Unos amigos tienen la tradición de escribir una carta dirigida a los hijos y firmada por los Tres Reyes Magos. Lo hacen desde que los niños eran pequeños y siguen haciéndolo ahora que esos niños ya han crecido e incluso ya han tenido hijos. La carta anual, cómo no, ha ido cambiando de registro. En los primeros tiempos, servía para enaltecer los avances cotidianos y las pequeñas o grandes metas conseguidas en un año y, al mismo tiempo, funcionaba como un aviso para navegantes con el propósito de reprender alguna actitud más o menos reprobable, desde comerse las uñas a estar más atentos en clase. Una misiva real, me dicen los amigos, hacía su efecto, por supuesto, porque sus majestades tenían un aura inquebrantable, una autoridad moral que impresionaba.
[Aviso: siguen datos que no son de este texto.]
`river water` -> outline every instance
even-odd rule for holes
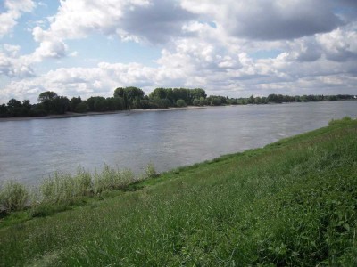
[[[0,122],[0,182],[37,185],[55,171],[104,164],[158,172],[264,146],[357,117],[357,101],[212,107]]]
Los reyes lo ven todo y también veían situaciones delicadas, en plena adolescencia: la carta, entonces, servía para indicar a los hijos que los padres estaban allí y se daban cuenta de las cosas que ocurrían.

Han pasado los años y las cartas todavía se leen cada 6 de enero en voz alta. Alegrías, obstáculos, consejos y ánimos diversos. Mis amigos me dejan ver como curiosidad una carta de este año. Siempre han tenido un deje de ironía (sobre todo cuando los hijos ya supieron quién las escribía), pero esta vez se han superado. Atentos a las circunstancias laborales de uno de los chicos, que se desplaza a menudo a Barcelona, le dicen esto: "Sabemos que el tren no va demasiado bien, este año lo tenemos en la lista para arreglarlo, aunque esta quizá sea la tarea más difícil de todas". Después, dada la bondad de los magos y su escasa tendencia a la impetuosidad, añaden: "Muchas veces, en la vida, conviene paciencia: coraje, pero también paciencia". Los amigos me comentan que el hijo escuchó las palabras “reales” con una punta de socarronería y que dijo: “Sí, sí...”.

Quizás los Reyes Magos no estén al día de las últimas novedades sobre el transporte ferroviario en Catalunya. Puede que no sepan (o tal vez sí, ya que se supone que lo saben todo) que hay una nueva empresa que operará los servicios de Rodalies y Regionales y que nace rodeada de grandes expectativas y anuncios de inversiones, mientras el descenso de los usuarios y las comparaciones con Madrid son escandalosos, mientras que todo el mundo se espabila como puede en esta aventura diaria por llegar al trabajo temprano y por volver pronto a casa, una odisea que acaba afectando a la vida cotidiana y a la salud de los trabajadores. También en el AVE, que pasa por ser un servicio modélico y que tiene tantas deficiencias como los demás. Una chica, maestra, me escribe y me comenta "la escasez de plazas y los retrasos constantes" y, sobre todo, "el desgaste emocional al que estamos sometidos, el estrés y la angustia permanente por no cumplir con tus obligaciones pese a poner todo lo que está en tu mano". Es perder un tiempo valioso, es desesperarse ante lo que parece inevitable, es una cuestión de supervivencia. Los trenes eléctricos de juguete se han convertido en un espectro infantil, una pesadilla adulta que ninguna magia puede ahuyentar.